Saarland-Wahl: Jubel und Enttäuschung
Auch Schulz bringt politisch Lahme nicht zum Gehen
Dass Mister-100-Prozent Schulz zwar die Stimmung hebt, aber politisch Lahme noch lange nicht zum Gehen bringt, ist die eine Erkenntnis aus der Saarland-Wahl. Die andere ist: Deutschland erlebt eine Grünen-Dämmerung. Die Ökopartei, einst als Revoluzzer in den Bundestag gezogen, zählt längst schon zur etablierten Politik – für ehemalige Grünen-Anhänger wohl schon zu etabliert. Aktuell befinden sich die Grünen in einer Identitätskrise, aus der schnell eine Existenzkrise werden kann. Die Fünf-Prozent-Hürde ist für die erfolgsverwöhnte Partei, die in Baden-Württemberg sogar einen Regierungschef stellt, erschreckend nahe in Sicht. Es fehlt an Glanz, seit dem Atomausstieg auch an guten Themen sowie an neuen interessanten Köpfen für das tendenziell eher jüngere Wählerspektrum.
Die FDP war noch zu schwach für den Wiedereinzug ins Parlament. Jetzt muss Parteichef Christian Lindner noch härter für die Liberalen kämpfen. Für ihn geht es nun schon bei der NRW-Wahl am 14. Mai um alles oder nichts. Der gestrige Wahlabend war der Beweis dafür, dass die FDP noch lange nicht über den Berg ist.
Für AfD wurde es erstaunlich knapp
In der Linkspartei kann man mit dem Wahlausgang zufrieden sein, für Euphorie ist aber kein Grund. Obwohl das linke Powerpaar Lafontaine-Wagenknecht durchaus zieht, darf man nicht vergessen: Vom Spitzenwert von über 21 Prozent bei der Wahl 2009 ist die Linke diesmal weit entfernt.
Erstaunlich knapp ist die sogenannte Alternative für Deutschland in den saarländischen Landtag eingezogen. Wenn man bedenkt, wie hoch die Partei noch vor Monaten gehandelt wurde, kann man feststellen: Mit dem Rückgang der Flüchtlingszahlen ist den Rechten auch die Luft ausgegangen. Die AfD bezieht ihr größtes Potenzial eindeutig durch die Gegner einer liberalen Flüchtlingspolitik. Schon warme Temperaturen im Mittelmeer oder das Scheitern des Flüchtlingsabkommens mit den Türken können das aber schnell ändern.
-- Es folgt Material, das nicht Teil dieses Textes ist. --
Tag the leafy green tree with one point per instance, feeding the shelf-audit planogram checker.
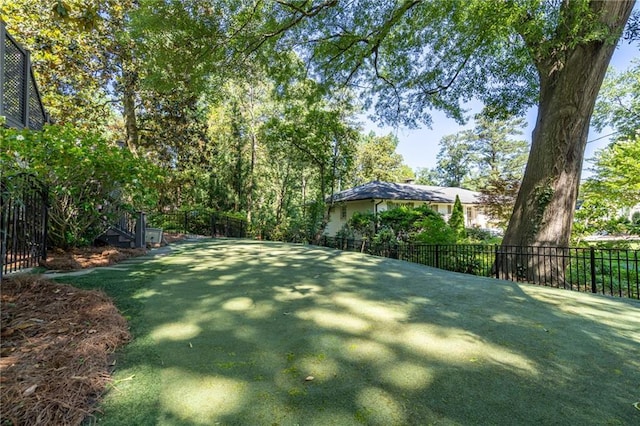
(427, 176)
(377, 159)
(88, 179)
(413, 56)
(615, 183)
(75, 50)
(618, 105)
(455, 160)
(614, 187)
(456, 221)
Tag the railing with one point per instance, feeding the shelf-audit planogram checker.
(20, 99)
(199, 222)
(23, 222)
(614, 272)
(130, 225)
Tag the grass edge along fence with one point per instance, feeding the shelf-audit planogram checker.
(613, 272)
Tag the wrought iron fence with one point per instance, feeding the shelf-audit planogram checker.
(199, 222)
(614, 272)
(23, 222)
(20, 100)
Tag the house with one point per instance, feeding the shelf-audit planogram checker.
(375, 197)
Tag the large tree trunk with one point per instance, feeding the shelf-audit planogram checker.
(569, 85)
(544, 208)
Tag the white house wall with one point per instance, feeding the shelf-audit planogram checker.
(473, 215)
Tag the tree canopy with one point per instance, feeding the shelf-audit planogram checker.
(269, 89)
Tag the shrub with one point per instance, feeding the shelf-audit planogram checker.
(88, 179)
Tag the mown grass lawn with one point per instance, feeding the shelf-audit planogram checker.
(253, 333)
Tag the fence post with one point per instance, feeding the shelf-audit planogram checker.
(592, 254)
(141, 228)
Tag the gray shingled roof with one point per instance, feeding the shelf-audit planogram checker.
(404, 191)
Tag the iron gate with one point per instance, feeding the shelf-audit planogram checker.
(23, 222)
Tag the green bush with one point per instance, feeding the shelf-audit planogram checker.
(88, 179)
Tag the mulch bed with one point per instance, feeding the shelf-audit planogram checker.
(57, 341)
(88, 257)
(55, 350)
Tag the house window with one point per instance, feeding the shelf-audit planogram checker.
(343, 212)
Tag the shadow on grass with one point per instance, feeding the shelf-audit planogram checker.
(244, 332)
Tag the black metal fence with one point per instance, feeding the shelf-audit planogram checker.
(23, 222)
(615, 272)
(199, 222)
(20, 99)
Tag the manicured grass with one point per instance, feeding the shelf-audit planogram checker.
(252, 333)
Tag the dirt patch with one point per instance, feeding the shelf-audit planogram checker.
(88, 257)
(56, 346)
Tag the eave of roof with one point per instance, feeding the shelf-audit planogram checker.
(403, 191)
Kanzlerin braucht Plan gegen die Euphorie bei der SPD
Angela Merkel sollte sich trotz des guten Abschneidens also nicht allzu lange auf dem Wahlergebnis an der Saar ausruhen. Sie braucht dringend einen Plan, wie sie auf die neue Euphorie bei den Sozialdemokraten reagieren kann. Viel zu lange hat sich die Kanzlerin darauf verlassen, dass die SPD-Führung wenig entschlossen zur Macht strebt und dabei kaum Strahlkraft beim Wähler entwickeln konnte.
Seit Martin Schulz ist das anders, und die Fragen nach dem Kurs und der Kraft Angela Merkels werden lauter. Im Saarland hat eine erfolgreiche und beliebte Ministerpräsidentin klar gewonnen. Eine deutlich härtere Prüfung wartet auf die Union in Nordrhein-Westfalen. Am 14. Mai geht es um die Macht an Rhein und Ruhr. Erst hier wird entschieden, wer mit klarem Vorteil in die Bundestagswahl geht.